If a person does everything right and under prime conditions, how many our of a spawn will survive and grow in to adults???

Percentage??


----------



## LGHT (Nov 9, 2005)

Never breed P's, but Angels I could get about 90% once they where free swimmers. Never know how many die before that just too small to count or get an accurate estimate.


----------



## frankyo (Oct 20, 2004)

I want to say 75 to 80 and you have to make sure you feed them or they will turn on them selfs and eat other, the smaller ones first.


----------



## TheTyeMan (Aug 9, 2004)

the first batch of eggs you will be luck to have 5% make it. it goes up from there. my first batch 7 made it to the store. second lost them all, third time about 30% until one out grew the rest and killed them all.

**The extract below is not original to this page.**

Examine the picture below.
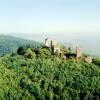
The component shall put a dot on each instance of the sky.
(68, 17)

it all depends on how much time you can spare to take care of them and how well you do it


----------



## FishBoy867 (Mar 29, 2006)

Does anyone have any breeding pairs of piranhas that they are willing to sell because i want to start breeidng them or just any adults that will breed that they will sell?


----------



## black_piranha (Jan 12, 2006)

thetyeman said:


> the first batch of eggs you will be luck to have 5% make it. it goes up from there. my first batch 7 made it to the store. second lost them all, third time about 30% until one out grew the rest and killed them all.
> 
> it all depends on how much time you can spare to take care of them and how well you do it


i'd listen to him. he's tha one who actually bred em and even got an award for proof.


----------